I stepped forward to lead her to him. Nugent touched me, and pointed to Oscar, as I took her hand. He was standing before the glass — with an expression of despair which I see again while I write these lines — he was standing close to the glass; looking in silence at the hideous reflection of his face. In sheer pity, I hesitated to take her to him. She stepped forward, and, stretching out her hand, touched his shoulder. The reflection of
her
charming face appeared behind
his
face in the glass. She raised herself on tiptoe, with both hands on him, and said, “The time is coming, my darling, when I may see You!”

With a cry of joy, she drew his face to her, and kissed him on the forehead. His head fell on his breast when she released it: he covered his face with his hands, and stifled, for the moment, all outward expression of the pang that wrung him. I drew her rapidly away, before her quick sensibilities had time to warn her that something was wrong. Even as it was, she resisted me. Even as it was, she asked suspiciously, “Why do you take me away from him?”

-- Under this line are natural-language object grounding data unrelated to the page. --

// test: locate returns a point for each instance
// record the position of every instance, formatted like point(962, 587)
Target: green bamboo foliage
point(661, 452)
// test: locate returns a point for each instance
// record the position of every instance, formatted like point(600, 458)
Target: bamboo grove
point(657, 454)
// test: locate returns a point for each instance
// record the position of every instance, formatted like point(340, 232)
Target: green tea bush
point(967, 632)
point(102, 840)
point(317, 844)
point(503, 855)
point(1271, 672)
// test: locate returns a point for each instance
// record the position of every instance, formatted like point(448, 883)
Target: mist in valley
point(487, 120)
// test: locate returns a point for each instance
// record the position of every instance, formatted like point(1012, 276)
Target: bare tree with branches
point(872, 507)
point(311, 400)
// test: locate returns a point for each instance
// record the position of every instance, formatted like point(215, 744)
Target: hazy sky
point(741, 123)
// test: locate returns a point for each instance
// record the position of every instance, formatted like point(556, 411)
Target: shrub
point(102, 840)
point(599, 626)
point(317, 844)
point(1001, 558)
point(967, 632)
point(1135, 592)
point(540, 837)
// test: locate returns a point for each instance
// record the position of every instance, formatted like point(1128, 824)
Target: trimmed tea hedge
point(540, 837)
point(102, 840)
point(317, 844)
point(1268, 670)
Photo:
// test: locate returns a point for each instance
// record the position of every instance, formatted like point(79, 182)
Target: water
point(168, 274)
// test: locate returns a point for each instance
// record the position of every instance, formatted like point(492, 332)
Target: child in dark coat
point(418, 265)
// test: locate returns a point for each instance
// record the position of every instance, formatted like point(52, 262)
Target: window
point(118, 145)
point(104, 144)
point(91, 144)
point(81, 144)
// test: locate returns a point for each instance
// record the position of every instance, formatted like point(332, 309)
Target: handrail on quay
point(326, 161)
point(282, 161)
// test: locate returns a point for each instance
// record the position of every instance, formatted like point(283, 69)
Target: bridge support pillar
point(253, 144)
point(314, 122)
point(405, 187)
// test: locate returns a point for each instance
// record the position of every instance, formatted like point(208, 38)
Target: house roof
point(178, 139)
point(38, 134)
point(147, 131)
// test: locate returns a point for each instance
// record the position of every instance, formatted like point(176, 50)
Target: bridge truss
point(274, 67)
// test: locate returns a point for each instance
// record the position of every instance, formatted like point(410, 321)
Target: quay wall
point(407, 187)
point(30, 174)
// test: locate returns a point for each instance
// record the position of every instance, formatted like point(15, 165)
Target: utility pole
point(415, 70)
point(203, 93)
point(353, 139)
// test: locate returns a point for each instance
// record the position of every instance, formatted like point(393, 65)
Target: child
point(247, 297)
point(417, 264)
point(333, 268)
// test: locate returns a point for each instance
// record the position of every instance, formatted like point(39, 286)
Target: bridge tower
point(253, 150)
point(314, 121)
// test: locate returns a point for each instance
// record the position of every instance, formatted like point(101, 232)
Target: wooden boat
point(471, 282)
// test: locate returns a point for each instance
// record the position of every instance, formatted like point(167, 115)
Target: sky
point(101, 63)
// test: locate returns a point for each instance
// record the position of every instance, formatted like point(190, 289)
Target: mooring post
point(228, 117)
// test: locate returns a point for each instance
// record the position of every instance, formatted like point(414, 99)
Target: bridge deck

What excuse could I make? I was at my wits’ end.

She repeated the question. For once Fortune favored us. A timely knock at the door stopped her just as she was trying to release herself from me. “Somebody coming in,” I said. The servant entered, as I spoke, with a letter from the rectory.

CHAPTER THE TWENTY-NINTH

 

Parliamentary Summary

OH, the welcome interruption! After the agitation that we had suffered, we all stood equally in need of some such relief as this. It was absolutely a luxury to fall back again into the common-place daily routine of life. I asked to whom the letter was addressed? Nugent answered, “The letter is addressed to me; and the writer is Mr. Finch.”

Having read the letter, he turned to Lucilla.

“I sent a message to your father, asking him to join us here,” he said. “Mr. Finch writes back to say that his duties keep him at home, and to suggest that the rectory is the fitter place for the discussion of family matters. Have you any objection to return to the house? And do you mind going on first with Madame Pratolungo?”